What are some examples of local AI solutions India is developing?

Local AI solutions India includes HealthVaani—an LLM-based conversational AI assistant for frontline health workers that’s multimodal and multilingual; Cropin’s precision agriculture platform helping farmers optimize yields with $46.4 million in funding; NPCI’s fraud detection blocking ₹25 crore daily in UPI scams; Gnani.ai’s 14-billion-parameter speech-to-speech models; BharatGen’s open-source LLMs scaling to 1 trillion parameters; and AI diagnostic tools projected to save ₹390 billion annually in healthcare costs.

How does ethical AI India differ from AI development in other countries?

Ethical AI India emphasizes transparency, data privacy, unbiased algorithms, and inclusive design rooted in India’s diversity. Unlike surveillance-oriented models (China) or purely profit-driven approaches (US tech companies), Indian AI governance guidelines use risk-based frameworks that build on existing laws, prioritize citizen consent, promote regional languages, and focus on social good.
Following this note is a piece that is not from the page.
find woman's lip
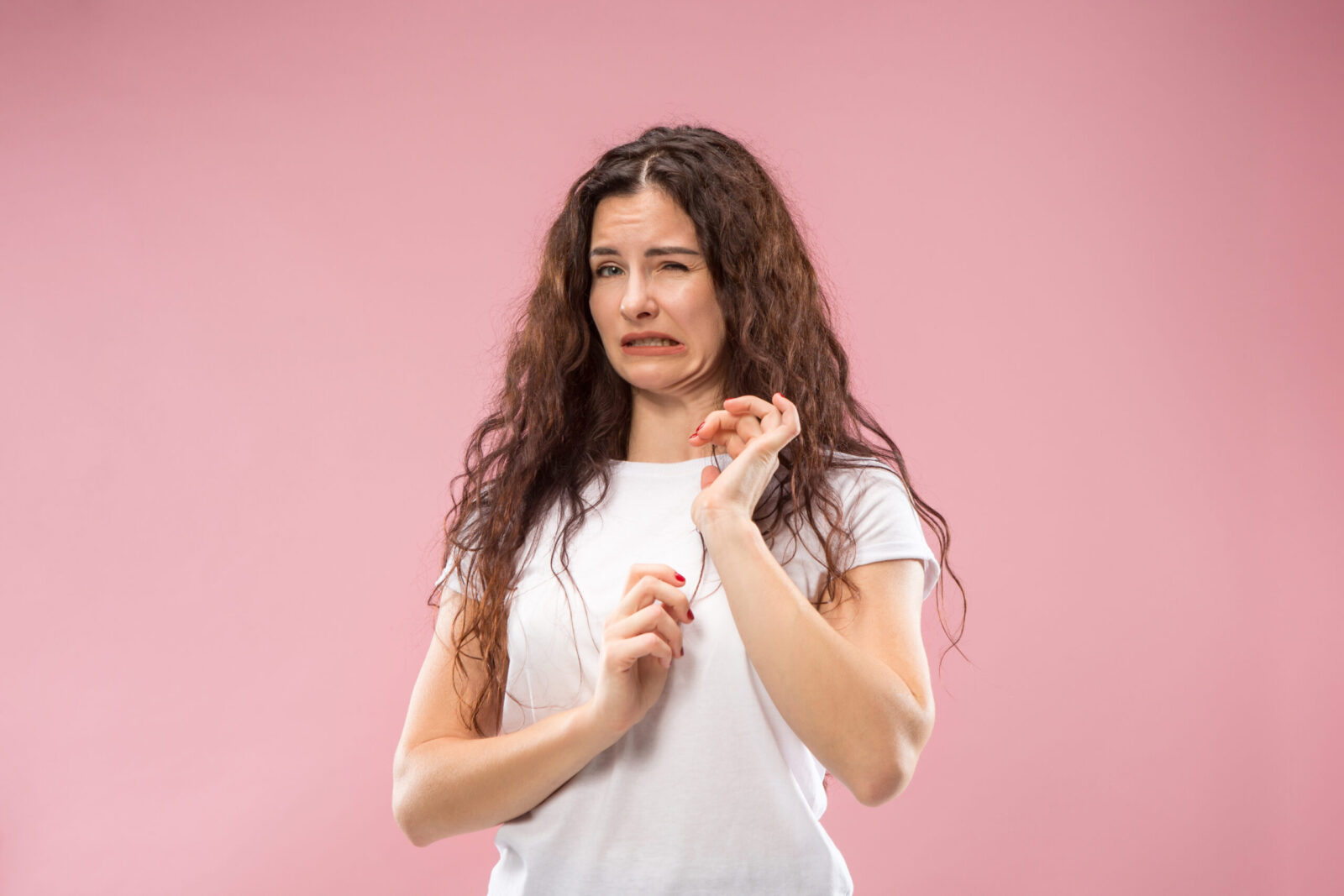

The IndiaAI Dataset Platform provides only anonymized, non-personal datasets, demonstrating commitment to privacy while enabling innovation.

Which startups will showcase innovations at the February 2026 AI summit?

Twelve startups qualified for the AI for All: Global Impact Challenge including Sarvam (multilingual LLMs), Gnani (speech processing), BharatGen (open-source models), Fractal (business intelligence), Intellihealth (healthcare diagnostics), Avataar (3D generative content), Soket AI (engineering simulations), Shodh AI (research platforms), Genloop (domain-specific AI), GAN (generative solutions), Tech Mahindra (enterprise AI), and Zenteiq (industry deployment tools). These companies work on local AI use cases spanning healthcare, agriculture, education, e-commerce, and governance.

What challenges do Indian AI startups face despite government support?

Indian AI startups face several challenges including talent retention (many researchers migrate to higher-paying US/European positions), infrastructure gaps beyond compute power (reliable internet and electricity in Tier 2-3 cities), late-stage funding difficulties for scaling globally, and some regulatory uncertainty around data localization and cross-border flows. While the IndiaAI Mission addresses many issues, building world-class research environments and commercial opportunities that compete with Silicon Valley requires sustained effort beyond infrastructure alone.

How can startups, investors, or citizens get involved with IndiaAI initiatives?

Startups should apply for IndiaAI Mission GPU access, leverage the dataset platform, submit applications to the STATION F acceleration program, and focus on deployed solutions addressing real problems. Investors should reassess India AI portfolio exposure given 25% CAGR projections and prioritize startups with measurable social impact. Citizens can stay informed about AI applications in their sectors, provide feedback when testing AI tools, advocate for ethical deployment, and develop basic AI literacy to benefit from emerging tools.